Thames Street, now divided into Upper Thames Street and Lower Thames Street is a street in London. It runs north shore of the Thames from Blackfriars by the City of London and is close to the Tower of London on the Byward Street. For the first time it is mentioned in the year 1013, Samuel Pepys speaks of it in his diary. Since an expansion in the 1960s runs on her cross-country road A3211. The boundary between Upper and Lower Thames Street runs under the crossing under the London Bridge. The street is the longest in the City of London. The Thames Street is closely associated with the London's maritime trade. Since the time of the Romans there were docks and warehouses.

History

Due to its central location on the Thames, there are still many testimonies of English history. In the Thames Street there was the Roman house, from which a continuous use until the 5th century is known. In the 19th and 20th centuries, its vaults were still accessible by the London Coal Exchange, until it was destroyed in 1962. In the 4th century was in the street the largest collection of Christian churches in the city.
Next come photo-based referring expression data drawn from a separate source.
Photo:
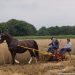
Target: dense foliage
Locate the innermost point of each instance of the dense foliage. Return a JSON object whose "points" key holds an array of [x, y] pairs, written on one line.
{"points": [[18, 28], [22, 28]]}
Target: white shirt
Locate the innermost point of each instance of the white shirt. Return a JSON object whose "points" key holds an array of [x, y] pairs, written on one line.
{"points": [[68, 45]]}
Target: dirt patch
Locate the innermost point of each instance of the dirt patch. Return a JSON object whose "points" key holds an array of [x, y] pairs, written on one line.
{"points": [[45, 68]]}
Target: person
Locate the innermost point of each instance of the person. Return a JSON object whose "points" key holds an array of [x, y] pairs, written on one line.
{"points": [[54, 45], [67, 48]]}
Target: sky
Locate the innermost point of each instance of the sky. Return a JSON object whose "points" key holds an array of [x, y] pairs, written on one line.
{"points": [[39, 12]]}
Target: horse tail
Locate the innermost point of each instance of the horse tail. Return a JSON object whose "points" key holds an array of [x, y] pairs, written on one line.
{"points": [[36, 47]]}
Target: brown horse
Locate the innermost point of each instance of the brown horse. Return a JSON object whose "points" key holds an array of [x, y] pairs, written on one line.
{"points": [[14, 48]]}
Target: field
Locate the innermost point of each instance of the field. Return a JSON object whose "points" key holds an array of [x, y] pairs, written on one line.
{"points": [[40, 68]]}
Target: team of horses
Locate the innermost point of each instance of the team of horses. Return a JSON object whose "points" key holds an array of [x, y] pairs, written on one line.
{"points": [[16, 46]]}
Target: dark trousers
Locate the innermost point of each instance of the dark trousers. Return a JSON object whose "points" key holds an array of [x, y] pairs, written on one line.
{"points": [[64, 50]]}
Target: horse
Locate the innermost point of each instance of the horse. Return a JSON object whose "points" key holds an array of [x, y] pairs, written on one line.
{"points": [[14, 46]]}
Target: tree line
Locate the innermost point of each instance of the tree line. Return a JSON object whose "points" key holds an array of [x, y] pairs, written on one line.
{"points": [[22, 28]]}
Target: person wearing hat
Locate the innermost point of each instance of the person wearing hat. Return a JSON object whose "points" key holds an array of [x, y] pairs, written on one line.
{"points": [[67, 48], [53, 45]]}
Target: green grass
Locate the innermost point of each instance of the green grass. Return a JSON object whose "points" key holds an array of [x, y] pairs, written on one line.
{"points": [[45, 37]]}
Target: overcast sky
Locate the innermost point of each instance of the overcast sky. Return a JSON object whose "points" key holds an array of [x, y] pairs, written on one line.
{"points": [[39, 12]]}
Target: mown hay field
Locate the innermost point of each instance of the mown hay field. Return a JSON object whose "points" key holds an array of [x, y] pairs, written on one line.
{"points": [[42, 68]]}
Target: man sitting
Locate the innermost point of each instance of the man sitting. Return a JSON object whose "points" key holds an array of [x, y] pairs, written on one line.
{"points": [[67, 48], [54, 45]]}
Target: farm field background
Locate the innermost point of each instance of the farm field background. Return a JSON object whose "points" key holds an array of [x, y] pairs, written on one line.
{"points": [[42, 68]]}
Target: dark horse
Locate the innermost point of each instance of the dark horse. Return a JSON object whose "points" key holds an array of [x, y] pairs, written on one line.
{"points": [[14, 46]]}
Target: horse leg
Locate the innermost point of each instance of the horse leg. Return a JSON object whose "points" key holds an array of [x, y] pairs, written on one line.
{"points": [[70, 55], [13, 54], [30, 60]]}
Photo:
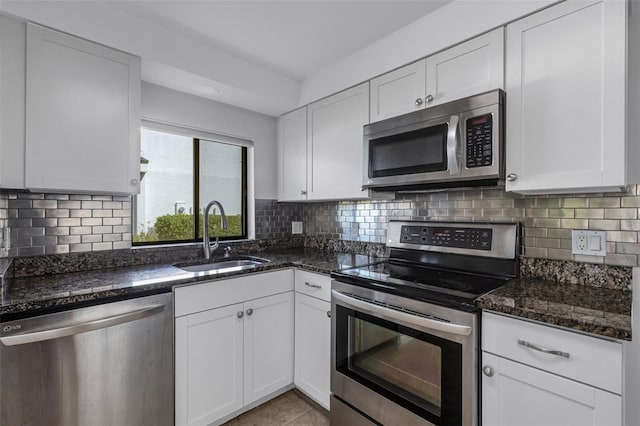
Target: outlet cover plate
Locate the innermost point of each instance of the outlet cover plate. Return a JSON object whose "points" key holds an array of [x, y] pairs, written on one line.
{"points": [[590, 243]]}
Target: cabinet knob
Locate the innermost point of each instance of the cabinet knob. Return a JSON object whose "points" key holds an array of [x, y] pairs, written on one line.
{"points": [[488, 371]]}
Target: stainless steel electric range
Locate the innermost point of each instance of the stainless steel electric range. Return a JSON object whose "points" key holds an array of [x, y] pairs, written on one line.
{"points": [[405, 332]]}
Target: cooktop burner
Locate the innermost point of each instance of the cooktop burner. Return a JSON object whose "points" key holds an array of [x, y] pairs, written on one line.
{"points": [[447, 264]]}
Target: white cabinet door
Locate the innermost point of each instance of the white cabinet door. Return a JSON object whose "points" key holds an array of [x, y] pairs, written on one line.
{"points": [[82, 115], [208, 365], [518, 395], [268, 337], [292, 156], [398, 92], [467, 69], [565, 82], [313, 348], [334, 138]]}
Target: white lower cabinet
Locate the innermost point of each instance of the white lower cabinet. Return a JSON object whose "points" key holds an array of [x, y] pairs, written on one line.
{"points": [[231, 357], [536, 375], [313, 336]]}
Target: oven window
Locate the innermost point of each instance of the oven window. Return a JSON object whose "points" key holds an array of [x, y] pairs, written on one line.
{"points": [[418, 151], [416, 370]]}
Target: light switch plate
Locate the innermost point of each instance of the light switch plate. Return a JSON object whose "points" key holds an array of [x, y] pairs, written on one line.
{"points": [[296, 227], [590, 243]]}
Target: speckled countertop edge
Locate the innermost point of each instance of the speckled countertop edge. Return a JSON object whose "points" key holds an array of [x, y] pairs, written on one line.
{"points": [[32, 294], [593, 310]]}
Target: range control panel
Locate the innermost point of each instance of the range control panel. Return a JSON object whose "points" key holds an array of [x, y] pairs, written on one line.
{"points": [[479, 141], [472, 238]]}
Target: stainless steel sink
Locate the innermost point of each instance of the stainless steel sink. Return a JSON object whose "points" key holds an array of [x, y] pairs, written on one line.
{"points": [[224, 265]]}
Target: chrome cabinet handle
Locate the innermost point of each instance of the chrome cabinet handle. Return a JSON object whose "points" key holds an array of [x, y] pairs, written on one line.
{"points": [[544, 350], [488, 371], [394, 314], [452, 145], [54, 333], [308, 284]]}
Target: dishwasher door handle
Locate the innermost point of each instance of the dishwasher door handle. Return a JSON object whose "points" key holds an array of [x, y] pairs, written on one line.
{"points": [[70, 330]]}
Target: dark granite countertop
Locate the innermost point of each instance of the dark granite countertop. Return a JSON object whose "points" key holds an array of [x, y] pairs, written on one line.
{"points": [[596, 310], [41, 294]]}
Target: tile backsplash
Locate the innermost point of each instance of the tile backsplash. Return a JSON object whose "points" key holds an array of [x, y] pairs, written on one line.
{"points": [[54, 223]]}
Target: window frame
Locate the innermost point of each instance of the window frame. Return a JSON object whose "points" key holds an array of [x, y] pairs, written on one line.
{"points": [[206, 137]]}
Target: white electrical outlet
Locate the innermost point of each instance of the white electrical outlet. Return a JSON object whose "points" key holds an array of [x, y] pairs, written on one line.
{"points": [[296, 227], [591, 243]]}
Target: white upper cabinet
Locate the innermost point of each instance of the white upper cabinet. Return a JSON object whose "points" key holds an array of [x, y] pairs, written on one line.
{"points": [[82, 115], [472, 67], [469, 68], [565, 84], [292, 156], [398, 92], [334, 145]]}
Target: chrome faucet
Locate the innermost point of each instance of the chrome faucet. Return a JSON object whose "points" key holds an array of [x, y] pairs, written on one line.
{"points": [[208, 247]]}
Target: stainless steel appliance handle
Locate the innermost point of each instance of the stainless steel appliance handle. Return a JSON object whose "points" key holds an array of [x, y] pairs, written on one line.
{"points": [[452, 146], [432, 324], [544, 350], [55, 333]]}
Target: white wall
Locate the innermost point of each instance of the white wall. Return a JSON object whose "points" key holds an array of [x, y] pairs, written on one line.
{"points": [[173, 107], [449, 25]]}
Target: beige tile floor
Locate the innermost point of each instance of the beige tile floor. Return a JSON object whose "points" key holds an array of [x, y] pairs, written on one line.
{"points": [[289, 409]]}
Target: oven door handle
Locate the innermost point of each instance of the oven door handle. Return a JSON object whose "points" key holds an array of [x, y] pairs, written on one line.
{"points": [[432, 324]]}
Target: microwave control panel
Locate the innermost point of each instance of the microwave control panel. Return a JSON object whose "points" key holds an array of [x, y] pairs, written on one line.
{"points": [[479, 141], [472, 238]]}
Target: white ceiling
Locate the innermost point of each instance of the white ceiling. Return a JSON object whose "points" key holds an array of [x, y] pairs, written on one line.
{"points": [[255, 54], [294, 38]]}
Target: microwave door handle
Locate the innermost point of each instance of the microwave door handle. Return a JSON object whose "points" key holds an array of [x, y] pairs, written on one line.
{"points": [[393, 314], [452, 146]]}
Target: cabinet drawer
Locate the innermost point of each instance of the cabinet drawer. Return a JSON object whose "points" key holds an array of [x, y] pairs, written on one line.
{"points": [[590, 360], [222, 292], [312, 284]]}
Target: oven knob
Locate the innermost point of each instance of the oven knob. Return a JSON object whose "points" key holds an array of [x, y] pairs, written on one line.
{"points": [[488, 371]]}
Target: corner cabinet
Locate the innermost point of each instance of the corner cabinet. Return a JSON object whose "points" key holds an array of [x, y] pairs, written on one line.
{"points": [[233, 345], [292, 156], [324, 139], [313, 336], [565, 82], [468, 68], [533, 374], [82, 125]]}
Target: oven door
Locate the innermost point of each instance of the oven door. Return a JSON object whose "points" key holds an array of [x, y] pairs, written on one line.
{"points": [[399, 364], [398, 154]]}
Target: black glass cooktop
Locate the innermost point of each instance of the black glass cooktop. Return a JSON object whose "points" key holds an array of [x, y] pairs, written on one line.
{"points": [[434, 285]]}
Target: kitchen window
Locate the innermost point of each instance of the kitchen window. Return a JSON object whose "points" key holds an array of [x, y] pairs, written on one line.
{"points": [[179, 175]]}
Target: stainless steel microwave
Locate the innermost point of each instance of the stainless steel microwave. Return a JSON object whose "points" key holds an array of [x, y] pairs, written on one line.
{"points": [[459, 143]]}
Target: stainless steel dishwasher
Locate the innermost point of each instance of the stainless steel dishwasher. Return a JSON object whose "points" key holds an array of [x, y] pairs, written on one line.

In the 17th century stood in the Thames Street numerous warehouses, in which, inter alia, oil, hemp, flax, pitch, and tar were. When the Great Fire of London of 1666, the incipient fire spread to the Thames Street and its warehouses, it became the uncontrollable conflagration.

Important buildings

  • Tower of London. Lower Thames Street,
  • Old Billingsgate Market. Lower Thames Street, place where the Roman port Londinium was, as here, the Anglo-Saxons in the 9th century a port built. Also, the first known wholesale market of the city.
  • Custom House, City of London. In addition to the Old Billingsgate Market. Served in various forms for many centuries for the collection of import duties.
  • St Michael Paternoster Royal. Upper Thames Street, Church of Christopher Wren built after the fire of London.
  • All Hallows -the -Great. Church.
  • St Magnus the Martyr, Lower Thames Street. Church by Christopher Wren.
  • St Botolph Billingsgate, cemetery. Related destroyed church in the Fire of London and not rebuilt.

Reception

As a central thoroughfare in central London, the Thames Street dipped repeatedly in British literature. Kate Nickleby from the Charles Dickens novel Nicholas Nickleby goes through the Thames Street to work. The stories of Sherlock Holmes play repeatedly in the maze of streets at the Thames Street or on this myself. In T.S. Eliot's poem The Waste Land are several lines of Thames Street and past St Magnus the Martyr Church in mind:

At the time of Eliot wrote the poem, Billingsgate Market was still active, and especially fishermen and fishmongers from his environment populated the Lower Thames Street. Since its development in the 1960s, the road is known primarily for steady traffic and associated noise.